I’m no sommelier, but I thoroughly reccomend serving this dish with Invisible Cherry Kool-Aid.


9 Responses to “Upside-down Pineapples, But Not Cake”

  1. Jessica Says:

    That looks yummy! At first glance i thought it was cake. lol

  2. Jenny Says:

    Excellent. The cake-resemblance in that photo was totally an afterthought – I decided to go with the on-the-fork shot because all but two of the porkchops were being consumed while I was taking the pictures, and the two pineapple rings with cherries in the middle sorta looked like boobs.
    Sometimes, I have the maturity of a 7-year-old.

  3. amberance Says:

    Dude. Dude! I was wondering what I was going to make for dinner Friday night. Now I know. I love Kool-Aid, but I go for the color-changin’ cherry over the invisible cherry because it’s fun to confuse people.

  4. Jenny Says:

    I like Invisible Cherry because it looks like water == equally confusing.

  5. Pablo Says:

    Ha! I thought you were being clever and meant white wine by “invisible cherry Kool-Aid”!

    Looks yummy!

  6. Janice Says:

    I read about this site in the paper and have visited it a few times. This particular recipe sounded really bizarre to me. Pork and pineapple are a common culinary combination, but the mixture of ingredients sounded like an amalgam of whatever was in the kitchen cupboard – a technique that seldom works. Nevertheless, I had to see for myself if this was really any good. It wasn’t. Salt, onion salt, AND salted butter? Pork is already a dry meat… I don’t know what will get me first – hypertension or a broken crown from insanely tough meat. Curiosity does in fact kill the cat (with 10,000 mg of sodium).

    My son will eat just about anything, but this was just too much for even him to stomach. He couldn’t get past the first bite. Pineapple with garlic salt? What about this sounded like a good idea. Needless to say, my suspicions were confirmed.

    Luckily we were saved by the pizza delivery man. Readers, don’t waste your time. Jenny, please stick to the cupcakes.

  7. Jenny Says:

    Janice, thanks for the input. I’m bummed that the recipe didn’t work out for you, but I’m happy that you gave it a try and helped point out some things that I didn’t notice when I made it.

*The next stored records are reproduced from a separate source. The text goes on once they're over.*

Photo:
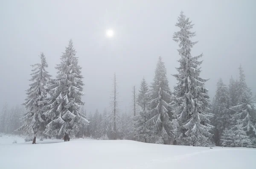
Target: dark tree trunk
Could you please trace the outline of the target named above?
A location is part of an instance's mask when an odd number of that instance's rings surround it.
[[[65,133],[65,136],[64,136],[64,141],[69,141],[70,138],[68,137],[68,134]]]
[[[32,144],[35,144],[35,139],[36,139],[36,137],[34,137],[34,139],[33,139],[33,142],[32,142]]]

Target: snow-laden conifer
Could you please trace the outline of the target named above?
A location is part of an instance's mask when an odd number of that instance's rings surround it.
[[[237,105],[230,108],[235,112],[233,115],[233,123],[235,127],[239,129],[241,125],[242,129],[246,132],[252,141],[256,140],[256,129],[254,122],[254,114],[256,110],[255,103],[253,102],[252,93],[245,81],[245,75],[241,66],[239,68],[239,81],[238,101]],[[254,146],[256,142],[253,143]]]
[[[174,76],[178,80],[174,88],[174,98],[172,105],[175,109],[173,120],[174,132],[177,143],[181,145],[207,146],[212,136],[209,131],[213,126],[209,119],[212,117],[209,112],[209,97],[205,88],[207,79],[200,77],[198,60],[203,54],[192,57],[191,48],[198,42],[192,42],[195,32],[190,31],[193,24],[182,11],[175,26],[180,30],[175,32],[173,38],[179,43],[178,49],[181,58],[178,73]]]
[[[41,53],[40,58],[40,63],[32,65],[33,72],[30,74],[32,77],[29,80],[32,83],[26,90],[26,101],[22,104],[27,111],[22,118],[23,124],[19,129],[26,135],[34,135],[33,144],[35,143],[37,135],[42,135],[47,125],[44,115],[46,110],[47,101],[47,92],[45,86],[51,76],[45,69],[48,64],[43,53]]]
[[[51,119],[47,126],[46,134],[49,136],[64,136],[65,141],[69,140],[69,135],[75,136],[80,124],[88,124],[85,116],[79,112],[84,83],[81,75],[81,67],[78,65],[76,51],[70,40],[65,52],[57,64],[56,78],[50,81],[49,110],[45,114]]]
[[[149,142],[155,143],[162,137],[166,143],[169,143],[173,136],[170,121],[170,89],[166,77],[166,69],[162,57],[159,57],[151,83],[148,107],[148,120],[146,122],[150,130]]]
[[[220,136],[227,128],[231,127],[231,115],[229,109],[230,99],[228,89],[220,78],[217,83],[217,90],[215,95],[214,107],[215,133]],[[220,138],[217,138],[215,142],[217,146],[220,145]]]

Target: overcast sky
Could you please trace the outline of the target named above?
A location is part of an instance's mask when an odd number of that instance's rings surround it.
[[[0,6],[0,104],[20,104],[26,98],[32,69],[43,52],[54,67],[72,38],[85,86],[87,112],[109,105],[112,79],[118,81],[119,107],[131,109],[131,91],[143,76],[152,81],[158,56],[172,76],[180,57],[172,38],[180,11],[195,24],[193,55],[204,54],[201,77],[211,98],[218,79],[228,84],[238,77],[241,63],[248,86],[256,93],[256,1],[247,0],[5,0]],[[114,36],[106,37],[106,30]]]

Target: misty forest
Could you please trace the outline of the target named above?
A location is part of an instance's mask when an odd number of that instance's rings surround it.
[[[194,24],[181,12],[175,25],[179,30],[172,38],[178,46],[179,67],[168,74],[168,63],[156,56],[154,79],[146,81],[141,77],[140,86],[122,94],[131,95],[131,111],[119,107],[122,84],[114,72],[109,105],[103,112],[86,111],[82,100],[86,82],[81,74],[76,42],[70,40],[55,66],[55,77],[47,71],[47,56],[43,52],[41,61],[31,65],[25,101],[13,107],[8,103],[3,106],[0,132],[26,136],[33,144],[38,139],[87,138],[256,148],[256,97],[246,83],[246,79],[251,77],[246,76],[242,65],[236,65],[237,71],[230,75],[229,84],[220,78],[214,97],[209,98],[205,83],[211,80],[200,74],[203,54],[191,54],[198,42],[192,39],[196,36]],[[176,79],[173,87],[169,86],[171,76]]]

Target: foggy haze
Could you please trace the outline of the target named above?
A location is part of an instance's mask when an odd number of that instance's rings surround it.
[[[54,68],[72,39],[82,67],[83,100],[87,113],[109,106],[112,79],[118,82],[119,108],[130,112],[132,87],[138,89],[143,76],[152,81],[159,56],[167,70],[169,86],[177,82],[180,56],[172,40],[180,11],[195,24],[199,42],[193,56],[204,54],[201,77],[212,99],[217,80],[228,84],[238,77],[241,64],[254,95],[256,62],[254,0],[45,0],[2,1],[0,6],[0,105],[20,104],[26,98],[32,67],[44,52],[47,69]],[[105,31],[115,34],[108,38]]]

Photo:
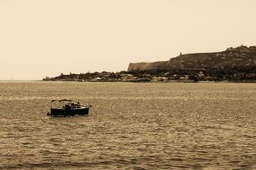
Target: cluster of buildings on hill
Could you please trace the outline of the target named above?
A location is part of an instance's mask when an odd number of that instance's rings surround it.
[[[256,76],[256,74],[255,74]],[[87,72],[80,74],[61,74],[49,78],[46,77],[43,81],[92,81],[92,82],[195,82],[195,81],[227,81],[226,79],[218,80],[207,76],[203,72],[197,74],[170,73],[169,72]]]
[[[166,62],[130,64],[128,72],[61,73],[43,81],[195,82],[256,81],[256,47],[229,47],[217,53],[180,55]]]

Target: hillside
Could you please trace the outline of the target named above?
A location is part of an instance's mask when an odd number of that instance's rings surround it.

    The recipe is definitely unconventional, and it was also rather experimental (for me, at least). I’m going to give it another re-try this weekend to see whether I achieve the same results as I did in the previous batches, and I’ll revise the recipe if necessary.

    I’ve modified the posted recipe a bit for the sake of clarity.

  8. Owned Says:

    LOL Janice got served.

  9. Leeroy Says:

    Seriously Janice, go bitch somewhere else. Plenty of recipes are great on this site. I personally have not tried the pork thing, but you can’t expect 100% of the recipes here to be AMAZING! In fact I’d bet half the reason you didn’t like it was your inability to cook. Now run along eating your pizza you fat ass.